The sting and novelty of disaster is one that all of us relate to, as it racks us with shock and then numbs up with boredom. Choi reminds us of this in “Science Fiction Poetry,” where she writes “Dystopia of hold music; / Dystopia of platitudes; / Dystopia of garbled logic spun and spun in the head…,” the list exhausting, painful, almost tedious to read in its repetition. She then writes, “Dystopia isn’t there something else besides; there must be; / some sequence that ends in anything but a cold loop.” Are our actions doomed to be mere repetition? Is there an alternative to novelty and repetition, a third space in which action can exist? If action is just echo, can it be said to be truly temporal?
Choi plays with this idea in “Grief is a Thing with Tense Issues,” in which she asks, “is it possible to experience anticipatory feelings toward the past?” Her confusion manifests in her unconventional grammar, writing, “You were good. You lasted. And at last you were—I mean, you had been. / You will had been. / I will have missed your is.” That life is simultaneously linear as well as structureless is a core theme of the poetry collection, which Choi returns to throughout, with reliable grace and vigor.

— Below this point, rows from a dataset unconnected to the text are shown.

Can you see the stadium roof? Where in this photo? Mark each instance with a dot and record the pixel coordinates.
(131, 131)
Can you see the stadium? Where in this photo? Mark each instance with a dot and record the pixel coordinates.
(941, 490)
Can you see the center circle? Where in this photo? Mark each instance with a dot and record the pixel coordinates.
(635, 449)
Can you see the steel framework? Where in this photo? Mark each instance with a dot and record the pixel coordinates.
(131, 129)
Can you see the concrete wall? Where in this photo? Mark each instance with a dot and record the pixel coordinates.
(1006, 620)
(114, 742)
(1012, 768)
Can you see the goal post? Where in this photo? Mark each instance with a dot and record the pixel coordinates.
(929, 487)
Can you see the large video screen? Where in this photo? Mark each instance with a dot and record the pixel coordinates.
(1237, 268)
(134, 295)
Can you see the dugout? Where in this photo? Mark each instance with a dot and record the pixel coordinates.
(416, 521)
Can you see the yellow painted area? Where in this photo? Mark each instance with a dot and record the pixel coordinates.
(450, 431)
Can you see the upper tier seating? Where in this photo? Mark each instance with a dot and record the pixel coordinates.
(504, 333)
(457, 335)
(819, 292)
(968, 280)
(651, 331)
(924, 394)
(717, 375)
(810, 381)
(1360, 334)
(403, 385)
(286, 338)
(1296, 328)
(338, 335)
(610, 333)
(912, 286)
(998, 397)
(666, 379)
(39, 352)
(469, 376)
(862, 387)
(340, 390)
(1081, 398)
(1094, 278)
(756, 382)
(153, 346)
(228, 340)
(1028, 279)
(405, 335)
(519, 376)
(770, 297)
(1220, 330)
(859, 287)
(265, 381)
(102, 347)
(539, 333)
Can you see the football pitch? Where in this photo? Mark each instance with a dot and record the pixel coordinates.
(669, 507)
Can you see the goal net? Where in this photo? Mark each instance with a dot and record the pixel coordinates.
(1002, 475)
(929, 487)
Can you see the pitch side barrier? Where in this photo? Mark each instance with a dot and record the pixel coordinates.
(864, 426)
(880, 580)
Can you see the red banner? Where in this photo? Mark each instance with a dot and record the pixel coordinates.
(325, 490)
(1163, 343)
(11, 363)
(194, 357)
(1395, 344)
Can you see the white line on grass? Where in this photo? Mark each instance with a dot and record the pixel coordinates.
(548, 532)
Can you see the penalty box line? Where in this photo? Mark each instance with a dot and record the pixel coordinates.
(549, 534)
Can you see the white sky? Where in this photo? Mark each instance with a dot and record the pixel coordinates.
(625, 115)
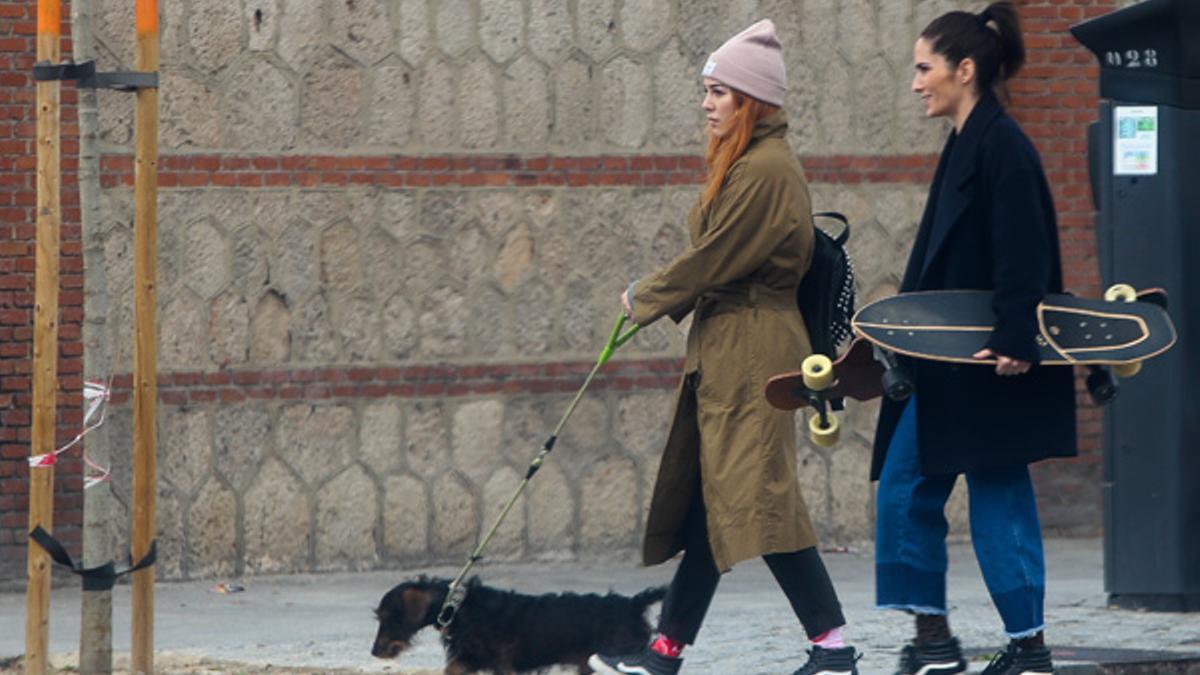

It is difficult for poets today to find the balance between authenticity and good form, with many sacrificing the latter in pursuit of the former. However, Choi’s poetry collection is a breath of fresh air in that respect. Her poetry manages to be angry without being sloppy, profound without relapsing into truisms. Just when the reader gets used to the subject of calamity and mortality, Choi introduces a running thread about her Korean ancestry, and what heritage means for marginalized people.
“The demilitarized conductor bows as he enters each train car; an old woman sits with demilitarized bundles / wrapped in pink,” Choi writes in “Demilitarized Zone.” “At Pyeongyang I stop for demilitarized noodles. The Taedong River is not full of bodies.”
There is anger and grief behind Choi’s words, but this does not obviate the ability to create joy as well.
“What I want you to know is that we’re okay. Hurting / but okay,” Choi writes in “Dispatches from a Future Great-Great-Granddaughter.” “We’re surviving, though it’s true, / we don’t know what that means, exactly.” What does survival mean if calamities keep occuring? Moreover, what does it mean to survive when death awaits as a final destination—is the memory the final triumph, or the past existence of a memory? Choi doesn’t pretend to know the answer, and doesn’t provide one for the reader. She merely distills the pain and bewilderment of our modern zeitgeist, whose sense of time since the pandemic has been radically altered. None of us are sure whether the commonplace apocalypse is comforting.
Just as Choi enables us to see our modern moment more clearly, we see her grapple with her roots and memories in an exquisite manner, in particular the death of her first love as well as her feelings about her mother. We see similarly engaging ruminations in her past three collections, Soft Science, Floating, Brilliant, Gone, and Death by Sex Machine. It is clear that whether she is writing about political issues or recounting a memory with a friend, or exploring the more erudite topics of artificial intelligence and marine biology, Choi possesses a keen instinct for form that serves her well in all of her poems, enabling her to cover great swathes of content without any poem feeling out of place.
Choi’s eloquent thoughts about the present moment are valuable in understanding it more clearly. She does what many modern poets try and fail to do with aplomb, a continually relevant figure in the literary world whose skill only increases with time.